# Greenfield in plenum ceiling



## warmsmeallup (Jan 30, 2012)

We need to run a pair of #2thhn about 75' in 1" greenfield in a plenum ceiling. Does anyone know if there are length limitations for this use?


----------



## Dennis Alwon (May 9, 2009)

You would need an egc and you technically need to install the flex before the wire can be pulled. You also need to deal with the 360 degree rule for bends. Read art. 348

Wouldn't it be easier to get MC cable.


----------



## warmsmeallup (Jan 30, 2012)

I've always called it mc but our supplier says that mc already has wire inside of it. Hollow mc is called greenfield...he says.

This is a project specific issue. We install low voltage snow melting systems where the "cold leads" are a pair of #2thhn's. They connect to a bronze screen heating element under the membrane materials on the roof.

As you know, the #2 thhn is not plenum rated. I need to run 8 separate pairs out to different locations under the roof in a plenum from a single point. The building is a finished school with dropped ceilings in place and no room to get 10' lengths of EMT up above the ceilings with 75' between the areas the controls will mount and the area that they will then penatrate the roof.

Thus, the hopes that I can insert the pair of 2's into the 1" Greenfield (mc) to their respective points from a 12'x12'x4' job box.


----------



## Dennis Alwon (May 9, 2009)

Southwire makes MC cable with #2 already in it. Why would you want to pull it thru the greenfield and be limited to bends etc?


----------



## warmsmeallup (Jan 30, 2012)

I don't want to pull it, I assure you! I didn't know that SW had it. I won't have any issues with bends. It's 1 bend down and out of the box and another up to the roof. That's it.

Thanks again...:thumbup:


----------



## noarcflash (Sep 14, 2011)

amd it must be supported, not lying on the ceiling grid.


----------



## warmsmeallup (Jan 30, 2012)

I was thinking of extending them below the grid and letting the library double as a playground!


----------



## Chris Kennedy (Nov 19, 2007)

I think FMC is fine for the described application. 300.22


----------



## nitro71 (Sep 17, 2009)

You don't know the difference between MC and flex.. You're an electrician?


----------



## warmsmeallup (Jan 30, 2012)

Absolutely not! I never said I was. 

I'd love to have more of you guys install these systems but.. alas! We install the system when no one else will and you guys run the feeds. On this project, the electricians didn't want to do it. So it was left to the roofer, who subbed us. Go figure!

www.comfortradiant.com


----------



## noarcflash (Sep 14, 2011)

Please explain how you can melt snow with low voltage?
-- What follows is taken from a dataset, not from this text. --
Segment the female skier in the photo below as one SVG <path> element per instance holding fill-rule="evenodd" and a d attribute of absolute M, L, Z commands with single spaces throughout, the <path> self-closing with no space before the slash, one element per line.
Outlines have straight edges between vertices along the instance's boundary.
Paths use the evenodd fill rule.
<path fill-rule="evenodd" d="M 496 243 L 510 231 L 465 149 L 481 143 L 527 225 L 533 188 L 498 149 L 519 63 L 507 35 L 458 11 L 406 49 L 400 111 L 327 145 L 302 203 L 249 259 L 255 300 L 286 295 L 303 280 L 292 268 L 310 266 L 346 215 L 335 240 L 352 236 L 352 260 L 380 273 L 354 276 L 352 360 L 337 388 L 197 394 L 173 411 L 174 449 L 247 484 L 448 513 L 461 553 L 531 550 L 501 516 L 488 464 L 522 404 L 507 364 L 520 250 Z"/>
What do you consider low voltage? What is the current rating of a low voltage system?

I installed some 240volt mats under my bathroom floor, and even some 120 volt mats in my small bath.

Then I had a tile guy carefully do a mud job over it. And even 20 years later, I still love it. I can stand on my bathroom floor barefoot, and I warm the floors even in the summer time.

MC is BX with a green ground wire. BX uses the sheathing for ground.
Greenfield is just the BX sheathing without any cable in it, typically for short runs of custom work. I couldn't imagine pulling any serious footage through greenfield, as I would buy MC instead.


----------



## warmsmeallup (Jan 30, 2012)

Low volts (10-60v), high amps (usually around 90-95a). The primary depends on the area covered and the length of the cold leads (#2thhn).

We can melt snow at 21 watts psf in asphalt or concrete because the element (#10thhn) is within 1-1/2" of the surface. Line v has to be deeper so they need more watts.

We also use low voltage for floor warming and roof de-icing (5-30v at 90a) with an element you can nail through anywhere in the design. The length of the element dictates the voltage. We always want to draw around 90-95a. So, it's installed UNDER the hardwood floor or UNDER the shingles or membrane, such as the project we're on now. It's called Zmesh.

Check out the pictures on our site. They're not photshop'ed!


----------



## warmsmeallup (Jan 30, 2012)

BTW, as I mentioned previously, I didn't know I could get #2 in MC. My local supplier didn't know either and never suggested it. With advise from Dennis in this thread, that's what we will be doing.


----------



## Southeast Power (Jan 18, 2009)

warmsmeallup said:


> With advise from Dennis in this thread, that's what we will be doing.


That Dennis, he is so nice to you guys...


----------